I’ve been watching the behavior of the dollar index via the
futures contract (/DX) particularly close over the past few weeks. As an
economist, I’ve been preaching the testament of the long dollar trade for some
time now, and I continue to believe in that overall macro trend. However, as a
trader I was caught off guard by the conviction of the dollar with regards to
is most recent bout of appreciation.
Looking at the index in several different time frames, there
were both weekly and monthly trendlines looking back five years and ten years
respectively, that the price was interacting with simultaneously. When this
happens, my trader instincts tell me the price should at least consolidate
before choosing to either continue higher, or retrace lower. In this instance,
nothing. Not even a pause.
First thing’s first, I rebalanced my currency portfolio to
reflect the robustness of the breakout. Then I set about deconstructing the
reasoning behind this particular show of confidence by market participates in
the dollar.
Since I last checked, (talk to a part time worker) the
economic environment in the US has not been improving at any measurably
increasing rate. Financial and economic statistics have been streaming in, and
at this point no alarm bells have been sounded in either direction for growth
forecasts. Still the same slow growth in GDP, still the same little-to-no wage
growth, still the same low inflation expectations. Overall, things are just still.

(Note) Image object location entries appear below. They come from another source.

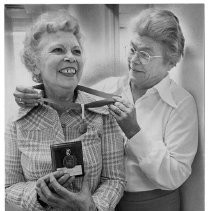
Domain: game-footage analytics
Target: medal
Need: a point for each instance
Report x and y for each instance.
(69, 161)
(83, 126)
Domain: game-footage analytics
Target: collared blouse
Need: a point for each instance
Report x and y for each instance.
(28, 156)
(160, 155)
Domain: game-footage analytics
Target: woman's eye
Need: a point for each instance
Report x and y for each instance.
(77, 52)
(57, 50)
(132, 50)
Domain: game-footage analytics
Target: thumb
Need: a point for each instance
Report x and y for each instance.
(85, 183)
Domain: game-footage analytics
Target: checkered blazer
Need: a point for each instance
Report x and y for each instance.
(28, 156)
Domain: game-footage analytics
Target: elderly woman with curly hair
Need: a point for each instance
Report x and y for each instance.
(54, 54)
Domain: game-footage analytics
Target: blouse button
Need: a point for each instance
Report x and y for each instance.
(63, 125)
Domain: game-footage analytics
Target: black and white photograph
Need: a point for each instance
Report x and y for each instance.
(104, 107)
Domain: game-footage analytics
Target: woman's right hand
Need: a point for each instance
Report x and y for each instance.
(27, 97)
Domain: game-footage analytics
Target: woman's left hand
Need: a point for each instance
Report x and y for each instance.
(125, 114)
(65, 199)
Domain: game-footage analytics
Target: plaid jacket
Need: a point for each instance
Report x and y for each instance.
(28, 139)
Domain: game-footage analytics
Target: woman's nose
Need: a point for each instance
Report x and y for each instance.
(69, 57)
(135, 59)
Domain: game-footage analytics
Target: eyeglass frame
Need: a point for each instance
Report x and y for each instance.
(149, 56)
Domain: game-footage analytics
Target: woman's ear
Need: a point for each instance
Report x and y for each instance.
(36, 71)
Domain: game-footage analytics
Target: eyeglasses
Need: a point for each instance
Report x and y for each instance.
(143, 56)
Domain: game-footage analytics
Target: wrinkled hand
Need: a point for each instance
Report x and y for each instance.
(26, 97)
(125, 114)
(65, 199)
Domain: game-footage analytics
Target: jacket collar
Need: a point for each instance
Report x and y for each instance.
(82, 98)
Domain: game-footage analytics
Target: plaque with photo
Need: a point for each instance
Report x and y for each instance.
(68, 156)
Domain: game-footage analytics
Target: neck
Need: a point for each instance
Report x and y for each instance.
(61, 97)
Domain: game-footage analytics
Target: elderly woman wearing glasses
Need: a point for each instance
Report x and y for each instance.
(158, 117)
(54, 54)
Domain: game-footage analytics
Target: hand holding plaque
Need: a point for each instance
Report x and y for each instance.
(68, 156)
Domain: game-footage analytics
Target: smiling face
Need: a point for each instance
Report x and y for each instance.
(145, 76)
(55, 72)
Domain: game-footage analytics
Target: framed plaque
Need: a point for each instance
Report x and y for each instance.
(68, 156)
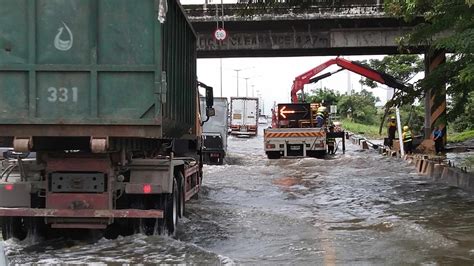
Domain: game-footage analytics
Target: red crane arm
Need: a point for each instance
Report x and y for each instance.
(355, 67)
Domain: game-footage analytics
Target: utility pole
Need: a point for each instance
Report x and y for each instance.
(247, 87)
(237, 71)
(221, 77)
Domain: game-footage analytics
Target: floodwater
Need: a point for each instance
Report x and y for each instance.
(353, 208)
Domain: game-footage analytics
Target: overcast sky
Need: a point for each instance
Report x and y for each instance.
(271, 78)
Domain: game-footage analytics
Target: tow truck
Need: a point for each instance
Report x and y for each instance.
(294, 131)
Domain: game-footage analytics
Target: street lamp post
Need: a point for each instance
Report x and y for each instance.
(246, 87)
(237, 71)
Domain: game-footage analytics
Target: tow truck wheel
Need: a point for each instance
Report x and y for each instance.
(172, 206)
(15, 227)
(273, 155)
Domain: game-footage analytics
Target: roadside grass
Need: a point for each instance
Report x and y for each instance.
(461, 136)
(370, 131)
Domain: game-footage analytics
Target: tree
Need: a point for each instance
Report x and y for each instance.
(403, 67)
(360, 106)
(448, 26)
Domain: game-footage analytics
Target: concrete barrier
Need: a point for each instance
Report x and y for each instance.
(364, 145)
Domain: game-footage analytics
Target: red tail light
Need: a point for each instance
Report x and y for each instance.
(147, 188)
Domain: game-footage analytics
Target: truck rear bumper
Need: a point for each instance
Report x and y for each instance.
(66, 213)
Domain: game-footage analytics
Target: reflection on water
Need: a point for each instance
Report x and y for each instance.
(353, 208)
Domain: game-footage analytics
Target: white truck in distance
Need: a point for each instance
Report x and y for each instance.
(244, 116)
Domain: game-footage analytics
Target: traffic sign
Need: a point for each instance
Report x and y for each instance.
(220, 34)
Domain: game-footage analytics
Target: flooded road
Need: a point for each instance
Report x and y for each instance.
(353, 208)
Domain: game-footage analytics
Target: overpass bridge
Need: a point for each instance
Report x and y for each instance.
(332, 27)
(344, 27)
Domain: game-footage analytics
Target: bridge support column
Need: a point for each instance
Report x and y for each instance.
(435, 99)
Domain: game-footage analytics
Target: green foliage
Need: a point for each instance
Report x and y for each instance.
(448, 25)
(460, 137)
(360, 106)
(402, 67)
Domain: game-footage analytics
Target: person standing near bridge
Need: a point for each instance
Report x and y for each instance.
(407, 140)
(392, 128)
(437, 137)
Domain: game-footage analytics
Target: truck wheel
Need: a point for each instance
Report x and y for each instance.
(15, 227)
(316, 154)
(273, 155)
(182, 195)
(172, 208)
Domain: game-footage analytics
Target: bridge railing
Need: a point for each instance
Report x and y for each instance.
(323, 7)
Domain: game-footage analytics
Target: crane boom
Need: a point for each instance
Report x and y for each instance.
(355, 67)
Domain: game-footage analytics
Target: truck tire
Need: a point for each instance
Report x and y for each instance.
(316, 154)
(273, 155)
(15, 227)
(172, 209)
(182, 194)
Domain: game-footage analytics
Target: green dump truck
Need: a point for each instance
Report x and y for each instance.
(105, 93)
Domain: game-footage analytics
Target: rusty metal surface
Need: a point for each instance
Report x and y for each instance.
(191, 170)
(125, 213)
(93, 164)
(75, 201)
(140, 189)
(81, 130)
(79, 226)
(18, 194)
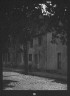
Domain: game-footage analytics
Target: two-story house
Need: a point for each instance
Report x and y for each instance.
(44, 55)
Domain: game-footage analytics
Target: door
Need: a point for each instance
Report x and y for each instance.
(36, 60)
(59, 60)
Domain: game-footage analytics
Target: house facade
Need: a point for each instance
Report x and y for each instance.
(44, 55)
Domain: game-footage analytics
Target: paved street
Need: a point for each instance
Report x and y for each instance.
(16, 81)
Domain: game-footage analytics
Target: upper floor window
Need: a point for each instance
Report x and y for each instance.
(30, 57)
(40, 40)
(31, 43)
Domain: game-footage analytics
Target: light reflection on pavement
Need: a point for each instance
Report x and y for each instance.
(28, 82)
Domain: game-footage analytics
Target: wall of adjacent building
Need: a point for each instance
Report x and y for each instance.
(47, 54)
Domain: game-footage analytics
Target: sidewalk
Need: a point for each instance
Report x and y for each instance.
(41, 74)
(49, 75)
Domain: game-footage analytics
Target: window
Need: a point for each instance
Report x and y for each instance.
(31, 43)
(59, 60)
(30, 57)
(40, 40)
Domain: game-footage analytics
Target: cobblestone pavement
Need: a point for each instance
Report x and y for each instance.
(28, 82)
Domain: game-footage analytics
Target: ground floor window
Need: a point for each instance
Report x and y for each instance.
(59, 60)
(30, 57)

So if the dollar’s appreciation does not seem justifiable
with the environment in the US, then it lends to logic that it may be from
[perceived] weakness abroad. Also lending to the idea of weakness abroad, is
the recent [two week] trend of the 10-year Treasury rate measured by the
futures contract (/ZN). Borrowing costs for the US government has been trending
lower, which indicates to me that investment capital might be seeking a safe
haven in US government debt, and not necessarily seeking higher yields.
Granted economic statistics are backward facing, I am now
more astute to data releases that reflect a changing or even negative sentiment
in foreign markets. Over time, and usually not with too much of a delay, the
statistics tend to reflect the international flows of speculative capital, as
the ebbs and flows of money change the fundamentals on the ground.